Credit: Rod Waddington  

On Thursday, the Zambian government declared the current drought affecting their country and other parts of Southern Africa as a national disaster.

 “In view of these challenges … we hereby declare a prolonged drought as a national disaster,” the president stated in a televised national address from the country’s capital, Lusaka.

The President of Zambia, Hakainde Hichilema, said the droughts have affected energy generation and devastated food production. This has come just after the nation fights to recover from a deadly cholera outbreak, which has currently left 700 dead with over 19,000 recorded cases.

The drought has been attributed to a particularly harsh El Nino cycle which has worsened weather conditions, with the country having gone without rain for five weeks at a time, during a time when farmers need water the most. The droughts have affected 84 out of the country’s 116 districts.

Mr Hichilema stated, “This drought has devastating consequences on many sectors such as agriculture, water availability and energy supply, risking our national food security and the livelihoods of millions of our people."

According to Mr. Hichilema, around half of the nation’s “planted area” has been destroyed.”  Mr Hichilema explained that over one million farming households will be affected by the drought as the dry spell is expected to continue in March.

According to the Zambian President, the country is expected to have a power deficit of 430 megawatts “potentially reaching 520 megawatts by December.” This is due to the drought, leading the water level to decline in the Kariba Dam, the country's main source of hydropower. This is a huge problem as Zambia is heavily reliant on hydropower with it being 90% of the country’s energy mix. To keep up with the heavy energy demand, Mr Hichilema said the country will import electricity and ration supplies to its 20 million people.

Mr Hichilema also addressed that the 2024 national budget will be re-configured so that more resources and money can be directed towards softening the impact of the droughts.

The United States Agency for International Development has stated that an estimated 20 million people in southern Africa will need food support between January and March due to the failed harvest, increased food insecurity and water insecurity brought about by the drought, estimated through their Famine Early Warning Systems Network.  

Zambia defaulted on its debt three years ago and is currently reworking its debt under the G20 Common Framework, a programme that helps low-income countries with debt overhauls.

Mr Hichilema stated, “If this process does not close, it’s not just an indictment on Zambia but the global system,” as he called for official and private creditors to swiftly conclude the debt structuring process.
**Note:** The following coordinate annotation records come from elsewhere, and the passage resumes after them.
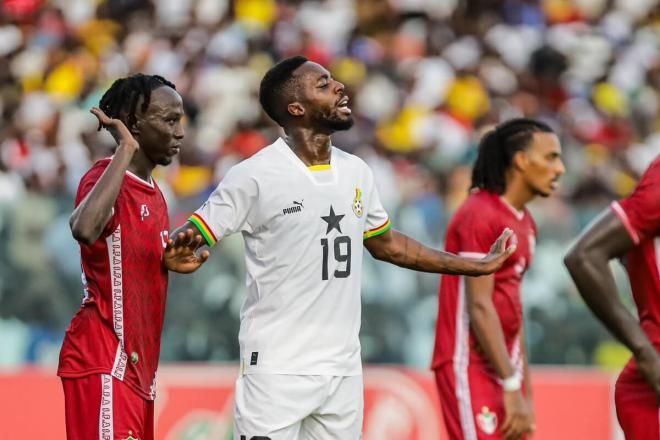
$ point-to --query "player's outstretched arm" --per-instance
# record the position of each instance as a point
(181, 250)
(588, 263)
(93, 213)
(397, 248)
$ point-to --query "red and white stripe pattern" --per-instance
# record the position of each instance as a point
(461, 361)
(116, 285)
(106, 423)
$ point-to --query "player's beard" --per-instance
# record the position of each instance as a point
(333, 121)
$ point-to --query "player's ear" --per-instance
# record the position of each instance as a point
(520, 160)
(134, 128)
(296, 109)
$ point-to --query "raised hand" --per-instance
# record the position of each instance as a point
(498, 253)
(180, 256)
(116, 128)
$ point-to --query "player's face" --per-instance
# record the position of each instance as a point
(160, 127)
(542, 165)
(324, 99)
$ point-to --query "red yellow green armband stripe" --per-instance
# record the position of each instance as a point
(208, 235)
(377, 231)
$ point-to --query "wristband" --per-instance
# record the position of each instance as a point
(512, 383)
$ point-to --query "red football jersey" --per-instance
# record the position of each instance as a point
(471, 232)
(118, 328)
(640, 213)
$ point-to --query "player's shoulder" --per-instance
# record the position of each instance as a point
(480, 208)
(652, 173)
(96, 170)
(254, 165)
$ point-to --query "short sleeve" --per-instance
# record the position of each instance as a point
(228, 208)
(377, 221)
(86, 185)
(640, 212)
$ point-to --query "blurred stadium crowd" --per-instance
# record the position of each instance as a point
(425, 77)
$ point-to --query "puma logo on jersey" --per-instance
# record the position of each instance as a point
(144, 212)
(297, 207)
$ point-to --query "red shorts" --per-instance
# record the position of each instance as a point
(636, 405)
(101, 407)
(472, 402)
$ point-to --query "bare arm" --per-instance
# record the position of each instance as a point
(181, 254)
(93, 213)
(487, 328)
(588, 263)
(397, 248)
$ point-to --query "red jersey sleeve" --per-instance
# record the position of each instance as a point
(640, 212)
(477, 231)
(86, 184)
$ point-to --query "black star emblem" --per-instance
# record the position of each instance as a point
(332, 220)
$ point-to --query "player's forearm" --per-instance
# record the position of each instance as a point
(594, 280)
(93, 213)
(526, 373)
(404, 251)
(488, 330)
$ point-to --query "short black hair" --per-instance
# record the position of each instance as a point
(124, 93)
(497, 148)
(277, 84)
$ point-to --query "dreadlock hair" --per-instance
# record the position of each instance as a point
(123, 95)
(497, 148)
(276, 86)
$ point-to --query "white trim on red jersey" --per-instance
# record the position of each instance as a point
(461, 362)
(113, 242)
(106, 422)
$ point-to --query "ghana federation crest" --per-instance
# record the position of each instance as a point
(487, 420)
(358, 206)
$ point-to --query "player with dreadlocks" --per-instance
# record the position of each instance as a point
(110, 352)
(479, 360)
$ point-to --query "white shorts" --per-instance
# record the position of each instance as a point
(288, 407)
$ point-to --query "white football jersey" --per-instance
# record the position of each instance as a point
(303, 229)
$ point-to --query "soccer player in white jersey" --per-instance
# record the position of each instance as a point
(305, 208)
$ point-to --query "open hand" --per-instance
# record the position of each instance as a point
(498, 254)
(116, 128)
(180, 256)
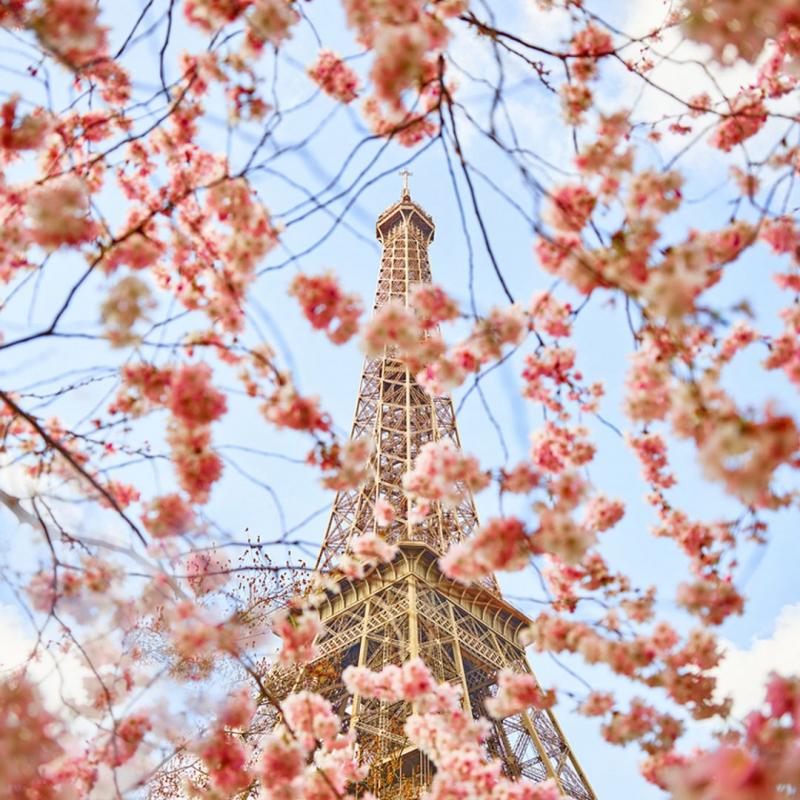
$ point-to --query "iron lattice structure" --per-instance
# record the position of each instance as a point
(409, 608)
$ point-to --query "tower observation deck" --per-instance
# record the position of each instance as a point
(409, 608)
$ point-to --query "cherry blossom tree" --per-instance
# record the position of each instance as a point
(149, 152)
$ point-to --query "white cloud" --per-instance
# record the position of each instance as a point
(743, 672)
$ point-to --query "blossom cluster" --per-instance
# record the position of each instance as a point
(446, 732)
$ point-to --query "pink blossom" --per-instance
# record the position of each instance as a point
(499, 544)
(711, 600)
(213, 14)
(334, 77)
(442, 472)
(298, 632)
(520, 479)
(383, 512)
(198, 467)
(648, 385)
(560, 535)
(326, 306)
(569, 208)
(392, 325)
(282, 761)
(269, 21)
(782, 235)
(59, 213)
(207, 571)
(238, 709)
(350, 467)
(24, 133)
(70, 29)
(29, 735)
(518, 691)
(287, 409)
(310, 718)
(432, 305)
(555, 448)
(602, 513)
(225, 758)
(747, 116)
(551, 315)
(576, 99)
(193, 400)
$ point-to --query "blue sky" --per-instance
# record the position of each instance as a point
(368, 184)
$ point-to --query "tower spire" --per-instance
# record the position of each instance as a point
(406, 174)
(408, 608)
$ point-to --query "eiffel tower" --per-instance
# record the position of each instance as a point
(408, 608)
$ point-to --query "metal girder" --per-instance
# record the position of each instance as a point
(409, 608)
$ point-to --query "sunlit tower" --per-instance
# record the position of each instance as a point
(409, 608)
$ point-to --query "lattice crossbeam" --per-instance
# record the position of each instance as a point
(408, 608)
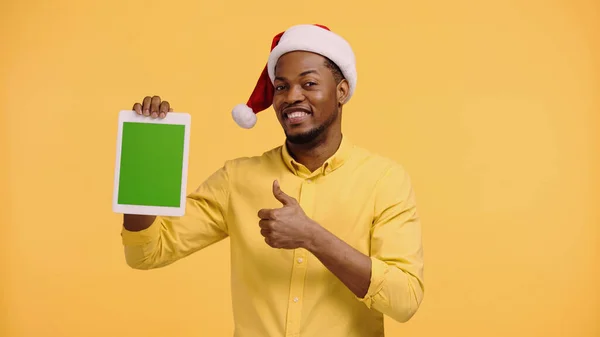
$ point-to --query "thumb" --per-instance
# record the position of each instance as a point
(280, 195)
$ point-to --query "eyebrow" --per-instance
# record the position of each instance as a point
(304, 73)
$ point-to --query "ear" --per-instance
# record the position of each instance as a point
(343, 88)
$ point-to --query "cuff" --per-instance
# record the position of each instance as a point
(134, 238)
(378, 271)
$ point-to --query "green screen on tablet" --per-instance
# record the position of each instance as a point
(151, 164)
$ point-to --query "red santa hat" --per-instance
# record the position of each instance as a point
(312, 38)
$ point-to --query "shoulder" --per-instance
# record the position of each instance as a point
(253, 164)
(378, 164)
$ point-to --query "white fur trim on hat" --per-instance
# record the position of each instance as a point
(320, 41)
(244, 116)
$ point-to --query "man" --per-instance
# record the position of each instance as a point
(325, 236)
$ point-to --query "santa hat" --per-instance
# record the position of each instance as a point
(312, 38)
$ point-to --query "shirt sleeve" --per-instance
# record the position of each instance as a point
(396, 287)
(170, 238)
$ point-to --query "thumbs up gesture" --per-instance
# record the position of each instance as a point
(287, 227)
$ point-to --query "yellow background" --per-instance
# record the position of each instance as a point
(492, 106)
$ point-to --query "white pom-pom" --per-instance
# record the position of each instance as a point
(244, 116)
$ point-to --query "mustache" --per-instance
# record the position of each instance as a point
(291, 109)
Mr Hichilema also asked for assistance, calling on multinational development agencies and donor countries to provide humanitarian support, particularly food. Countries like Britain along with the UN and World Bank have already committed to providing humanitarian assistance to Zambia, he said.
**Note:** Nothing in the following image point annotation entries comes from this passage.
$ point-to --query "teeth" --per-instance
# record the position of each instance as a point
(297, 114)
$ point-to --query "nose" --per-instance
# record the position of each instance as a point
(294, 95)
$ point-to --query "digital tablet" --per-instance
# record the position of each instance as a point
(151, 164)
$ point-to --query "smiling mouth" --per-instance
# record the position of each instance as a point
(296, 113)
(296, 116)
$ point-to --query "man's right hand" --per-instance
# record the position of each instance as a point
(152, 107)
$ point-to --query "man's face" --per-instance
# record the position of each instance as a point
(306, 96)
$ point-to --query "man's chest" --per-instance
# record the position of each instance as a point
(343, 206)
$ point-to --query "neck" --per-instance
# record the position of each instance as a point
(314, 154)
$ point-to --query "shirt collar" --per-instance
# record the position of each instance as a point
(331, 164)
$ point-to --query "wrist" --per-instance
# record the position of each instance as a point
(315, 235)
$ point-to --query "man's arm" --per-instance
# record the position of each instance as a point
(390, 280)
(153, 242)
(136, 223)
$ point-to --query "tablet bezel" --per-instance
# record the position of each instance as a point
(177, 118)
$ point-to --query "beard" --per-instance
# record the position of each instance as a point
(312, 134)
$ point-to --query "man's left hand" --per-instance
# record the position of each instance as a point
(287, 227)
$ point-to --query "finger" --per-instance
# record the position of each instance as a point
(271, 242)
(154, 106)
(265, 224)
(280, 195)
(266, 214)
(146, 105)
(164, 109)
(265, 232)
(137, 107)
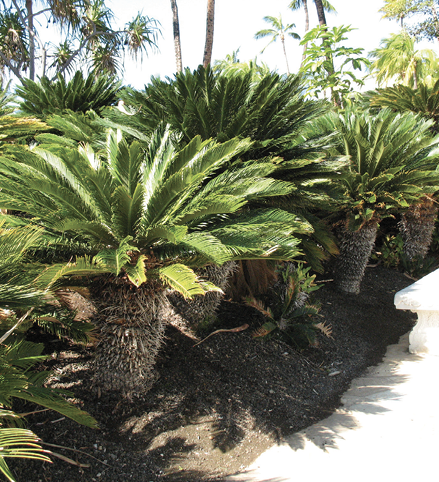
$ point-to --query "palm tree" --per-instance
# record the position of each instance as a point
(44, 98)
(210, 21)
(278, 30)
(398, 60)
(297, 4)
(392, 162)
(87, 31)
(176, 31)
(146, 212)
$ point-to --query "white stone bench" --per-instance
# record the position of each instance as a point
(422, 298)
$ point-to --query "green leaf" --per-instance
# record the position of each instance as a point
(182, 279)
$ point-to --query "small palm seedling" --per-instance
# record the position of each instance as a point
(290, 315)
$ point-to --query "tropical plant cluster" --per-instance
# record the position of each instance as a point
(154, 202)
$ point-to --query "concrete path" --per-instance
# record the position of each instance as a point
(386, 430)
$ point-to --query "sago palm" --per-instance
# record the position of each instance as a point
(146, 212)
(44, 98)
(418, 223)
(397, 60)
(392, 162)
(21, 289)
(272, 111)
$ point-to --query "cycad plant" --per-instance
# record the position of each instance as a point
(392, 161)
(21, 290)
(46, 97)
(147, 212)
(417, 224)
(289, 314)
(424, 100)
(272, 111)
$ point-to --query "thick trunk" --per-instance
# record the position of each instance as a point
(207, 59)
(30, 24)
(131, 323)
(176, 29)
(417, 227)
(355, 250)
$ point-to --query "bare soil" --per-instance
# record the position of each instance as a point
(215, 407)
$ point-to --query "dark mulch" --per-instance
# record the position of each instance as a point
(217, 406)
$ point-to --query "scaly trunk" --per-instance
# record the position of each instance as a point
(30, 24)
(176, 29)
(417, 227)
(131, 323)
(207, 59)
(305, 7)
(355, 250)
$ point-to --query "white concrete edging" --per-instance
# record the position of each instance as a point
(422, 298)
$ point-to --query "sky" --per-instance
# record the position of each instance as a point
(236, 22)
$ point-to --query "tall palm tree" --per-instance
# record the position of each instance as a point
(392, 162)
(87, 31)
(210, 22)
(147, 212)
(297, 4)
(396, 9)
(278, 30)
(176, 32)
(398, 60)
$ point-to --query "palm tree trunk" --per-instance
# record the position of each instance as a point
(355, 250)
(322, 21)
(305, 7)
(131, 323)
(320, 12)
(207, 59)
(176, 29)
(30, 24)
(285, 53)
(417, 227)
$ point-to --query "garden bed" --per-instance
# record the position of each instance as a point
(216, 406)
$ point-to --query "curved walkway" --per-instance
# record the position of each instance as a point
(387, 429)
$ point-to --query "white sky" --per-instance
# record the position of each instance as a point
(236, 22)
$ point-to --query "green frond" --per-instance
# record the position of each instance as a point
(114, 259)
(137, 273)
(19, 443)
(182, 279)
Parts of Zambia and Southern Africa have experienced the driest February in the past 40 years. Zambia is one of the few Southern African countries to declare the droughts as a national disaster with others expected to soon follow suit. 

The El Nino climate pattern usually increases global temperatures one year after its emergence. Since it emerged in mid-2023 the effects of the El Nino climate pattern are still fuelling fires and record temperatures across the world.